歴史の研究・調査により、新たな真実が見えてくることで、私たちが学生時代から学んできた歴史像が大きく変わってきていることに気づきます。
歴史で習ったことが変わった例
例えば、
鎌倉幕府の成立は1192年(イイクニ)で習いましたが今は1185年(イイハコ)。
大化の改新は645年と習いましが、今は646年。
「これは源頼朝や足利尊氏である」と教わった肖像画は実は別人であった。
西郷隆盛の肖像画は実は想像で描いたものでぜんぜん似ていない。
などなど。
こうなると、私たちが学ぶ今の歴史は近い未来には変わっているかもしれない。
ならば、学ばない方が良いのか?などと思ってはいけませんね。
学生時代に読んだ本に、歴史を学ぶことについてとても興味深いことが書かれていました。

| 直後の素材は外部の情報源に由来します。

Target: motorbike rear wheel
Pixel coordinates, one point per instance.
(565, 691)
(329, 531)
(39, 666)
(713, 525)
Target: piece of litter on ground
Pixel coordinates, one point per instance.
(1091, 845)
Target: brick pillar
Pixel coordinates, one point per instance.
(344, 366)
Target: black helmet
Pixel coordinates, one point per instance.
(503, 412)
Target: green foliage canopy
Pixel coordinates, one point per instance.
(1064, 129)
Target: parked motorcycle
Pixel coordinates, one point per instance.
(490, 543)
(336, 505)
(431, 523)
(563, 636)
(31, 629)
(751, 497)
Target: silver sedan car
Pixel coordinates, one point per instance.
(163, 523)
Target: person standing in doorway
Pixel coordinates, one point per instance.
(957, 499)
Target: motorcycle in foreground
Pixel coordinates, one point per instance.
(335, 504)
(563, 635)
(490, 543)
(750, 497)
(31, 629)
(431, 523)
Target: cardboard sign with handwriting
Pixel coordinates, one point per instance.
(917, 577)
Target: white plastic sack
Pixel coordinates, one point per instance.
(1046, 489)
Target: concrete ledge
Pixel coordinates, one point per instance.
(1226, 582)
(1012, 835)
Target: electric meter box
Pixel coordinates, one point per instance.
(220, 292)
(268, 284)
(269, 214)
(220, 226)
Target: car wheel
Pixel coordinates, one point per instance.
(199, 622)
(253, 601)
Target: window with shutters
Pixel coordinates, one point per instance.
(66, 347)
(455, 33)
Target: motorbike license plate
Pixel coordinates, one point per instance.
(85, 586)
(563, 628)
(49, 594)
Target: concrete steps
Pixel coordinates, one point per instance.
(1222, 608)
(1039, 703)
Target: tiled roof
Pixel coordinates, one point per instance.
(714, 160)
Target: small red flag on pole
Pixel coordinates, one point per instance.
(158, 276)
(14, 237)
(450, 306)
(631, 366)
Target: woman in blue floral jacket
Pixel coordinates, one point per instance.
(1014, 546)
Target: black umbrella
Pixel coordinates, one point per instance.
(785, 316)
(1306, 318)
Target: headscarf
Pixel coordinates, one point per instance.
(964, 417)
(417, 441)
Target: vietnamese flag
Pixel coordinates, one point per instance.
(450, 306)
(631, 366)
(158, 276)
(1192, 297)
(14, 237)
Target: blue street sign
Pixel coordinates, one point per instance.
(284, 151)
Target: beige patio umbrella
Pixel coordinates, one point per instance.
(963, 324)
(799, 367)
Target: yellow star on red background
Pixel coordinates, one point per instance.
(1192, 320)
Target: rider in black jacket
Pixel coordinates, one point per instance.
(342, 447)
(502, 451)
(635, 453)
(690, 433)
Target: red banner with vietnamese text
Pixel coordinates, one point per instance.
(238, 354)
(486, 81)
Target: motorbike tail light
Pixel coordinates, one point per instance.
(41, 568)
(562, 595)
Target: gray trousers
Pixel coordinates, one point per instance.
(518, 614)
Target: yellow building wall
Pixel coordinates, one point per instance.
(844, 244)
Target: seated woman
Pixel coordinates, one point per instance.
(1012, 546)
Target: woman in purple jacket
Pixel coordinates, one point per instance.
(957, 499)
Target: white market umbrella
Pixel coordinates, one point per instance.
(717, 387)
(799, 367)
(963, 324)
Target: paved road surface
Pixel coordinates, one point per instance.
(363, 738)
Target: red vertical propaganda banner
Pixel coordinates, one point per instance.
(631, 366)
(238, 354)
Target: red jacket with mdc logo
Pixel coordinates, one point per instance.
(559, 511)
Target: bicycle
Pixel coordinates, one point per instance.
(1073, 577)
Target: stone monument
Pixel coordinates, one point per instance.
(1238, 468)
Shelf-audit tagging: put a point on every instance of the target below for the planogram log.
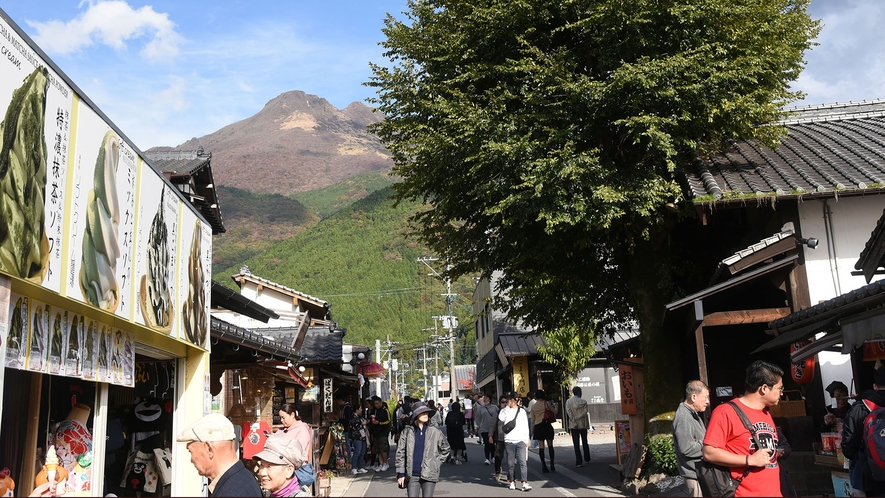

それは、「歴史を学ぶとは、歴史観を養うこと」とありました。
ピラミッドはどうやって作られた?
私が子供のころは、エジプトのピラミッドは「強制労働」によって作られた建造物であると習いました。教科書には、鞭で打たれながら石を運ぶ奴隷の絵まで描かれていました。
では全てのピラミッドがそうであったのか。。。
エジプトのピラミッドで有名なのは「クフ王」のピラミッドです。
時の経過の中で、多くのピラミッドは崩れ破損し原形をとどめないものもある。その中で「クフ王のピラミッド」は、もっとも原形をとどめています。
ある人はこう考えたといいます。
「ピラミッドの建造には何十年もかかる。もし、俗説のように奴隷たちが権力によって虐げられながらつくったものであれば、また、もし、人々が他から強制されてやむなく取り組んだものであるならば、何千年も長く存続できるものだろうか?」
その後、この採石場からは石工達の労働歌や王への賛歌の文字が発見されました。
そこから読み取れる労働者は、決して強制的に駆り出された奴隷とはかけ離れていて、むしろ建造に携わる事に誇りと喜びを持っていたようです。
尋常ではない熱意、緻密にして完璧な計算。そして長い時間をかけて一生懸命、心をこめて造った。それがクフ王のピラミッドであるというのが今の定説のようです。
従事する偉業、その喜び、感動。その思いが未来へのメッセージとして刻まれた採石場。
虚像は長い時間の中で崩れ、真実の思いこそ歴史の篩(ふるい)にも耐えうるのだと。
それを見抜ける目を養うこと、その時代に生きた人からのメッセージを読み取ること。それが歴史観を養うことであり、本来の歴史を学ぶ姿勢なのだと思います。